La décision de la Cour constitutionnelle de Pologne avait été plusieurs fois reportée. Elle a été finalement publiée hier, 7 octobre, jour de la fête du Rosaire, anniversaire de la bataille de Lépante. Dans un arrêt véritablement historique, la Cour établit que plusieurs articles du traité de l’UE sont incompatibles avec la Constitution polonaise (sous-entendu : c’est la Constitution polonaise qui prime) et que de multiples décisions de la Cour de Justice de l’UE sont incompatibles avec la législation polonaise. Les institutions européennes ne doivent pas agir au-delà du champ de leurs compétences. C’est particulièrement le cas pour la réforme judiciaire qui fait l’objet du débat : « Parmi les compétences transférées par la Pologne à l’UE, il n’y a aucune compétence liée à la création, à l’organisation ou au système du pouvoir judiciaire. » Ce qui est indiscutable. Donc « la tentative d’ingérence de la Cour de justice de l’Union européenne dans le système judiciaire polonais viole le principe de la primauté de la Constitution polonaise. »

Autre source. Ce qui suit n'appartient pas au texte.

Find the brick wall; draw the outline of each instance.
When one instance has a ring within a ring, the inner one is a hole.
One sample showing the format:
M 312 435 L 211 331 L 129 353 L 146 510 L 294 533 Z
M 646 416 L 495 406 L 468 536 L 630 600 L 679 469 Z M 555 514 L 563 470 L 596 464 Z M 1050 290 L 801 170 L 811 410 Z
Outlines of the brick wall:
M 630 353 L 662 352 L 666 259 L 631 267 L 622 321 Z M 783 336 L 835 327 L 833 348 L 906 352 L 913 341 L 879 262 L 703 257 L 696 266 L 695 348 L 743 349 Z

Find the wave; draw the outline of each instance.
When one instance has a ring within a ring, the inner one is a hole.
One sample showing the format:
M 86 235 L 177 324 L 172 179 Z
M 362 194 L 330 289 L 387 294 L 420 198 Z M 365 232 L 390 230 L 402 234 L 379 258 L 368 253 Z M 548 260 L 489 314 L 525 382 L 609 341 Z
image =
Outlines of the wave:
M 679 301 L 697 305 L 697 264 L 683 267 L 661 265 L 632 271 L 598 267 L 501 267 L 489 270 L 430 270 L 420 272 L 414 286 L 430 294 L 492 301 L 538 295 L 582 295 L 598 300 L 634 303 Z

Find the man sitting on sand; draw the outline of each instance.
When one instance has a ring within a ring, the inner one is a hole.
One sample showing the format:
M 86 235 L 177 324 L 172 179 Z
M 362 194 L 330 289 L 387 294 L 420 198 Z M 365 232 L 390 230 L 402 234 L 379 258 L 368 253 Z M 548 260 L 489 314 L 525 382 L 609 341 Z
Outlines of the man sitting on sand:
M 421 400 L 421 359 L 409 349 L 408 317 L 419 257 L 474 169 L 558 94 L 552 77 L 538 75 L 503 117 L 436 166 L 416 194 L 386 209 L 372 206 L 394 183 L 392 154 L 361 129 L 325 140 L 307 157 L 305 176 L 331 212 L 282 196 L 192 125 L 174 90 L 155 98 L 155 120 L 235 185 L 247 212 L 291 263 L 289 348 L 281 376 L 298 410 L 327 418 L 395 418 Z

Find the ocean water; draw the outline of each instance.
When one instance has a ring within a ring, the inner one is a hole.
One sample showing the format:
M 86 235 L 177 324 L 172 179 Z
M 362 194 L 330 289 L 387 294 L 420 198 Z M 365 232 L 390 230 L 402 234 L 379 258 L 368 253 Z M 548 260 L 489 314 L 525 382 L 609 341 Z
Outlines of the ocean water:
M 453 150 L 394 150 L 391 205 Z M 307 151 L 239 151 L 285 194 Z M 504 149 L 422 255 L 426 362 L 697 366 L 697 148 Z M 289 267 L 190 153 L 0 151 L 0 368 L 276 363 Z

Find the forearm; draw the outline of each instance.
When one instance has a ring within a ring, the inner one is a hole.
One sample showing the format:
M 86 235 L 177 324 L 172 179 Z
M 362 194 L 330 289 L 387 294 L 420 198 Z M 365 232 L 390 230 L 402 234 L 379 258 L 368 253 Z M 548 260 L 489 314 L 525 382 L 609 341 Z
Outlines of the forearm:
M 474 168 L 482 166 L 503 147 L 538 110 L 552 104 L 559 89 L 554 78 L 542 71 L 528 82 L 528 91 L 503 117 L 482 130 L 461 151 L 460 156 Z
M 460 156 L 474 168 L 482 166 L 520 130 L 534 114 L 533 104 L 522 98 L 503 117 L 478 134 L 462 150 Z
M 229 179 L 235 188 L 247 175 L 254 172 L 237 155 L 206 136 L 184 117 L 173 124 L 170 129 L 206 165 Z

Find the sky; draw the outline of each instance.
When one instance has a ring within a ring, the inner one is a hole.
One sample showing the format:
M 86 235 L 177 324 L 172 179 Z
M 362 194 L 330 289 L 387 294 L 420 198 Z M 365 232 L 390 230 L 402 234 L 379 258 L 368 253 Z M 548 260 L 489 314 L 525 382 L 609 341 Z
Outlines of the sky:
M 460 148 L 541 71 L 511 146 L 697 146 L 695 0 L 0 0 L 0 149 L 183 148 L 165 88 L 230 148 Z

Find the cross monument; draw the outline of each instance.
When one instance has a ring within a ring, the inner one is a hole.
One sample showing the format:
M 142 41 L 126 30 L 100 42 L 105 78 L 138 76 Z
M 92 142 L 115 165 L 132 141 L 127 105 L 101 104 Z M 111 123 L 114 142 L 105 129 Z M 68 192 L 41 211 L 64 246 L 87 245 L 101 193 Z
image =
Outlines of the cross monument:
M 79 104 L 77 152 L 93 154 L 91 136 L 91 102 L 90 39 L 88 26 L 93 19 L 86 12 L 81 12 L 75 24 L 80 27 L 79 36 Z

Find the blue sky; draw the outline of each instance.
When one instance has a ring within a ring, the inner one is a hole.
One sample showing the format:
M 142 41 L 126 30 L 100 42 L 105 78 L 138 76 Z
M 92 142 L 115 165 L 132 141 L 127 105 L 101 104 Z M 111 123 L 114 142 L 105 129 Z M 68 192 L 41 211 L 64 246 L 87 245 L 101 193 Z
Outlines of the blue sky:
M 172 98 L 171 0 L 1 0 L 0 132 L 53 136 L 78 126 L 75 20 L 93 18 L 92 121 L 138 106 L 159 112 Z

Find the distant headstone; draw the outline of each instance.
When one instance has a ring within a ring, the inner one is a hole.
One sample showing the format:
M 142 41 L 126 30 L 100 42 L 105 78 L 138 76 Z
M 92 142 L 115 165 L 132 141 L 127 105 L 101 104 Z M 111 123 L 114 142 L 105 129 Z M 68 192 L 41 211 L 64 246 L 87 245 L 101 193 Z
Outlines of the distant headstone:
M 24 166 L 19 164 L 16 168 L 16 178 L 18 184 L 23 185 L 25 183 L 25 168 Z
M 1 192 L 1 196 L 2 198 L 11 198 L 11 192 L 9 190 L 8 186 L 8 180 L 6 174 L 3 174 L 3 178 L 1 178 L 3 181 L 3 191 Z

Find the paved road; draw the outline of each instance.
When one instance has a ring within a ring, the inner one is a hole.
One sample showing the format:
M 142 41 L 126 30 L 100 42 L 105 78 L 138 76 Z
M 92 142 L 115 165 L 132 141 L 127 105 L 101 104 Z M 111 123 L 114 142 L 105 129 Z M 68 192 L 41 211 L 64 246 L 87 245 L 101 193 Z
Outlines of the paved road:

Le porte-parole du gouvernement, Piotr Muller, constatant avec satisfaction que l’arrêt confirmait « la primauté du droit constitutionnel sur les autres sources de droit », a souligné que cette décision « n'affecte pas les domaines dans lesquels l'UE a des compétences déléguées dans les traités », tels que les règles de concurrence, le commerce et la protection des consommateurs.
La Commission européenne a répété son mantra : « Le droit communautaire prime sur le droit national, y compris les dispositions constitutionnelles ». Et elle a martelé : « Tous les arrêts de la Cour européenne de justice sont contraignants pour les autorités de tous les États membres, y compris les tribunaux nationaux. » Le commissaire Didier Reynders a déclaré que l'UE « utilisera tous les outils» à sa disposition pour protéger la primauté du droit européen qui se trouve « au cœur de l'Union ».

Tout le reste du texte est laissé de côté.